He has three options ahead of him: to sign up as a Shadow Cabinet member; to return to the backbenches; or to walk away from British politics altogether. Labour, and especially Ed, must be desperate that he opts for the first: rumours are flying around that he has been offered Shadow Chancellor. But how attractive would serving in a subordinate position to his brother be – especially when you consider that economics was probably the biggest difference in their campaign positions? Equally, does he really want to retire to a sort of ‘King over the water’ position on the back benches? For all the bitterness he must be feeling, Ed is his brother, and David’s presence as a backbencher couldn’t help but be a destabilising influence. Walking away altogether must be tempting, but there probably aren’t nearly so many lucrative and imposing international jobs as people seem to think.
I’m not going to try and predict what he’ll do – this all seems more like an emotional choice than a wholly rational one – but in his position I might be tempted to exploit the fact that his brother now needs him far more than he needs his brother.
If Ed can’t persuade David to stay on in cabinet (or if he can, but only in the semi-detached role of Shadow Foreign Secretary), Ed will need to find a Chancellor. The ‘obvious’ choice would be Ed Balls, who has heavyweight economic credentials (albeit in the ‘persuasive but wrong’ category). That really would be nailing Labour’s colours to the Brownite ‘Labour investment vs. Tory cuts’ approach, and would mean repudiating Labour’s election position, and alienating moderate Darling-ite MPs – who overwhelmingly voted for David as leader. Maybe Balls would be better shadowing the Home Office: he’s an effective opposition politicians, and the Home Office is rarely short of targets. Who for Chancellor then? His wife perhaps? She’s certainly competent enough, although she needs to work on her television manner, but there’s another problem (worse is Mili-D is shadowing the Foreign Office). The four great offices of state would be shadowed by two brothers and two spouses. That’s quite a shallow gene pool.

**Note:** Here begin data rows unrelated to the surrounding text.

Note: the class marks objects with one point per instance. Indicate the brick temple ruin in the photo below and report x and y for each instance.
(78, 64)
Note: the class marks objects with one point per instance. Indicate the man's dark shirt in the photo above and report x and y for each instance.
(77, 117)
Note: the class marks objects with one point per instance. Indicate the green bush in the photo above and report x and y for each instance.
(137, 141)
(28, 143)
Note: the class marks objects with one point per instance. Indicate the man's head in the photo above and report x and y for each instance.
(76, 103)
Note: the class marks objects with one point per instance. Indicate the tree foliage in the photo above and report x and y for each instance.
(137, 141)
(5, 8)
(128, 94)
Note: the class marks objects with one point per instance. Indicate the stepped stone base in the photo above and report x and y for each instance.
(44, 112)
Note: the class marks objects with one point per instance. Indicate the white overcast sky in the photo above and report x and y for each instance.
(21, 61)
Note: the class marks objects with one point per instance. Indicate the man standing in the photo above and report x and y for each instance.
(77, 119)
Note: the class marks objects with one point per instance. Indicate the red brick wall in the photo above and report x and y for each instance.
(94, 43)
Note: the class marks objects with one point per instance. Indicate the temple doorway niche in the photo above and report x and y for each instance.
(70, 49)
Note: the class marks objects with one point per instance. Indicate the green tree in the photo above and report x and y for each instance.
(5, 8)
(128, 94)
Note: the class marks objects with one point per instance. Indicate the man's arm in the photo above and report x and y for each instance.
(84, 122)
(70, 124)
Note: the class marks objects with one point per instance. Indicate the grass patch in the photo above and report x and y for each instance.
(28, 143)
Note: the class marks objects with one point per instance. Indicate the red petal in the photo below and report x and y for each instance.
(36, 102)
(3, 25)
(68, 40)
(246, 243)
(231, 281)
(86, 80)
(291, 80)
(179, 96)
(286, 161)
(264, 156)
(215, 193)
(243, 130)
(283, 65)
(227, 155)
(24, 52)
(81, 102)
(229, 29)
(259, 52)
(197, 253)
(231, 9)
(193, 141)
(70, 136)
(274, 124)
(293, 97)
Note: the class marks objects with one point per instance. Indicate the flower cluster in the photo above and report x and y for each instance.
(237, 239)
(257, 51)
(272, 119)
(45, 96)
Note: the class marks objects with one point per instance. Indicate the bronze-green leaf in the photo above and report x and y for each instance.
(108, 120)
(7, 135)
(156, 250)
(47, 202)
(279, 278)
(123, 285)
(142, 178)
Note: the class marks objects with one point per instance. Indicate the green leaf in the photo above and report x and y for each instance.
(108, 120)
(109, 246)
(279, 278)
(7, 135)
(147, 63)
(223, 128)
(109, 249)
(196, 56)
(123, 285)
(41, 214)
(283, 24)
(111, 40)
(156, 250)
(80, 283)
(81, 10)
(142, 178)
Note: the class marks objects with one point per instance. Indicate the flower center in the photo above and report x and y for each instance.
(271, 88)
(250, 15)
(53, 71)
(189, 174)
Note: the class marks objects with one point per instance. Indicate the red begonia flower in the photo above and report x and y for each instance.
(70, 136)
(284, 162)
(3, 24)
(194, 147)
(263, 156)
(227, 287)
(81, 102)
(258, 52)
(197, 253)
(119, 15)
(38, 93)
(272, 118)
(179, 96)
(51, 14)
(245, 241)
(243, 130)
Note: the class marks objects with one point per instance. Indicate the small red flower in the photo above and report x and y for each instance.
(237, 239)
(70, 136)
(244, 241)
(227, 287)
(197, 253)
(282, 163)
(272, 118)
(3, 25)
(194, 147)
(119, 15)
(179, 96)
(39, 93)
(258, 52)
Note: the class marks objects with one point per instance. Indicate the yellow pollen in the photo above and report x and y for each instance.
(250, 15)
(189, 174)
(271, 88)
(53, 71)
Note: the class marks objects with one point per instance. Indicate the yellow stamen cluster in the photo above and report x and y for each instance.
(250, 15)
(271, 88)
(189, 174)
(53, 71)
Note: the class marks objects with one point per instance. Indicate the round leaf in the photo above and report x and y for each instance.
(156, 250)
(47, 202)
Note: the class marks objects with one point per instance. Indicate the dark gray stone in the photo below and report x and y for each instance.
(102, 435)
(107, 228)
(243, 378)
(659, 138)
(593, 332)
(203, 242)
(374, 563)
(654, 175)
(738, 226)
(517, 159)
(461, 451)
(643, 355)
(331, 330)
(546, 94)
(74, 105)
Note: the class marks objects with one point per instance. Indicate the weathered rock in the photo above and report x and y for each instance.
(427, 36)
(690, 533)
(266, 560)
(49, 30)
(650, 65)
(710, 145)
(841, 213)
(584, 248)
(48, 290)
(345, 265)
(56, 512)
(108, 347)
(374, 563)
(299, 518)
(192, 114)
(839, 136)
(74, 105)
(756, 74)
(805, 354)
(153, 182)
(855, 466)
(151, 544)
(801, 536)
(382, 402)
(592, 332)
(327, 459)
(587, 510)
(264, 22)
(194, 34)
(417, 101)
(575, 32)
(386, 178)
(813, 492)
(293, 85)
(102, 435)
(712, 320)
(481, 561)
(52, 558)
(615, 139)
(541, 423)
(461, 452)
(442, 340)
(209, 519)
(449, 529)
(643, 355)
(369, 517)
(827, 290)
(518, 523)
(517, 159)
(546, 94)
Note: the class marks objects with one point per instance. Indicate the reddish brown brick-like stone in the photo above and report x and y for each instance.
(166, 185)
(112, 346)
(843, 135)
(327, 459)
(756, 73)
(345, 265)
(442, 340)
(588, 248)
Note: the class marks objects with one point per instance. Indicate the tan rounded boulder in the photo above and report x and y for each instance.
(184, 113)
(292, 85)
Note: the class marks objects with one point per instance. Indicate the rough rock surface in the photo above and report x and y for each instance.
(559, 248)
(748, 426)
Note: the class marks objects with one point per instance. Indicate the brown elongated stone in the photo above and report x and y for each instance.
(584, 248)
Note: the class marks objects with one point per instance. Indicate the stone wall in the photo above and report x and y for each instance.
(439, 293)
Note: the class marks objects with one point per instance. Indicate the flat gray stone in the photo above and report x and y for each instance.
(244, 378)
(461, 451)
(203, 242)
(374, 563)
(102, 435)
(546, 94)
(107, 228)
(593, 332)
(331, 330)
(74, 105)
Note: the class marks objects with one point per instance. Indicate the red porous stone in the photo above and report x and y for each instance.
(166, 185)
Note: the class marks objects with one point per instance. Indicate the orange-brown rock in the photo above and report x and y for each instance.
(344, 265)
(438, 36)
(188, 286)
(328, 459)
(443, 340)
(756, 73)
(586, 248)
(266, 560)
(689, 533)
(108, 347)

Perhaps it’s no wonder that Ed Miliband looked quite so miserable while he waited for the results to be read out on Saturday. He’d realised quite what a pickle he’s in.
IDS with hair?
Who can fathom the workings of the Labour machine? Not me, that’s for sure, although on a closer inspection perhaps I identified a part of the problem.
Miliband D seems to have based his campaign on the David Davis/Hillary Clinton model of inevitability. It’s actually a good technique, so long as there are no unexpected hiccups along the way, but he hasn’t been desperately visible so far.
Anyone spot what Davis, Clinton and Miliband D have in common? Quite.
I think I can be forgiven though for assuming that David would be the choice of the party – not least because he was the choice of the party. The intricacies of AV and the Union votes handed victory to his brother by the slimmest of margins and on the final round of voting. Which, one would think, should be the mother of a political problem for the new leader – not the choice of his MPs, not the choice of his party, scraping home thanks only to the votes of Trade Unionists. That’s a pretty hefty handicap at the beginning of your leadership. What were my thoughts about Ed back in the summer?
My problem with Ed Miliband is that, basically, I don’t get him. His brother is a wonk. Ed Balls is a thug. Diane Abbott is a loon. Andy Burnham is… Anyway, I can’t seem to place Ed Miliband; he hasn’t stamped his identity on the media. This can be a good as well as a bad thing – it is the baggage carried by Balls in particular that is hamstringing his run – but it carries with it the risk, as with William Hague, that his identity gets fashioned for him by an unfriendly media.
Well, ‘Red Ed’ hasn’t got off to the best of starts on that front, although it’s early days. But looking at the reactions of the left to this news, I’m pretty happy. People who I respect as being on the sensible, electable wing of the Labour party – Tom Harris, John McTernan, John Rentoul and so on – are unhappy and are worried both about the fact and the nature of Ed’s victory. On the other hand, Charlie Whelan, Tony Robinson and Sunny Hundal are delighted. That tells me pretty much all I need to know right now.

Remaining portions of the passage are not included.